The Governor of Katanga Province, His Excellency Moise Katumbi, told conference delegates that major changes in his nation's political landscape, higher metals prices and a new mining code introduced in 2003 under the guidance of the World Bank had "tipped the risk/reward balance in favour of investing in the DRC".
Remaining problems, however, include illegal artisanal mining, and the need to develop human resources and infrastructure.
Mr Katumbi congratulated companies such as First Quantum Minerals Ltd, Tiger Resources Ltd and Moto Goldmines Ltd for being pioneering Australian firms in the DRC.
Credit also went to Anvil Mining Ltd, which has weathered tough times since starting operations in the nation in 1995, and its joint venture partner Mawson West Ltd.
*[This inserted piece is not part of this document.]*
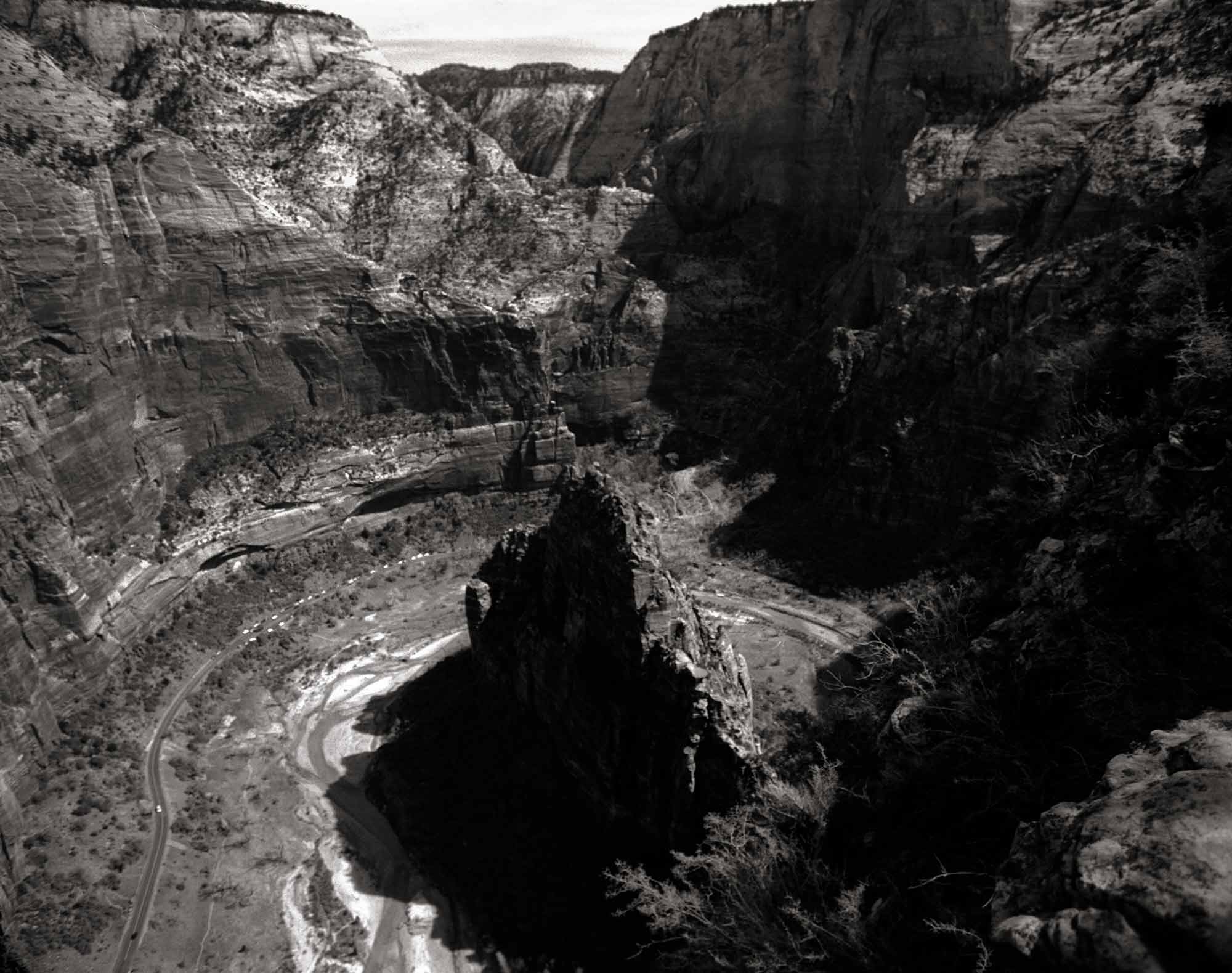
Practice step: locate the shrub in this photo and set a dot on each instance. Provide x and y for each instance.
(758, 895)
Anvil has now cleared its name after being the subject of an ABC Four Corners report in 2005 that alleged the company was implicated in deadly action by rebel military forces at the Katanga village of Kilwa in 2004.
Then, in April last year, an artisanal miner was found drowned at an Anvil concession where the firm's security guards had repeatedly chased off such trespassers.
The company and its employees were acquitted in late June of any involvement in the Kilwe tragedy.
As for the artisanal miner's death, an Organisation for Economic Co-operation and Development audit of the company found it had been tarred with a brush "that might more appropriately have been applied to other far less respectable mineral trading firms whose comportment has been below the standard set by Anvil".
Anvil managing director Bill Turner said artisanal miners remained a challenging problem in the Kolwezi area, "an issue ... that we hope to solve as time goes forward".
The company now plans to double copper production at its flagship Dikulushi mine and other DRC operations to 100,000 tonnes by 2010.
Despite anecdotal evidence of the DRC's improvements, its OECD risk classification stands at seven, the same rating as Zimbabwe, a country in crisis under President Robert Mugabe.
By way of comparison, high income OECD nations such as Australia and Denmark rank nil.
Namibia, which has attracted the likes of Rio Tinto, Bannerman Resources Ltd and Paladin Resources Ltd with its rich uranium resources, ranks a favourable three.
Neighbouring Botswana, the world's largest diamond producer (by value) and considered Africa's most salubrious nation, ranks two.
Notable Australian exploration here is being undertaken by Bannerman (uranium), A-Cap Resources (precious and base metals, and diamonds) and Albidon Ltd (nickel).
Along with Botswana and the DRC, Paydirt editor Barry Avery singled out Zambia and Burkina Faso as being good choices for establishing a mine.
Mr Avery described South Africa, Angola, Kenya, Uganda and post-Mugabe Zimbabwe as "wait and see countries", while no-go areas were Nigeria, Sudan, Ethiopia, Guinea, Liberia, Sierra Leone and Central African Republic.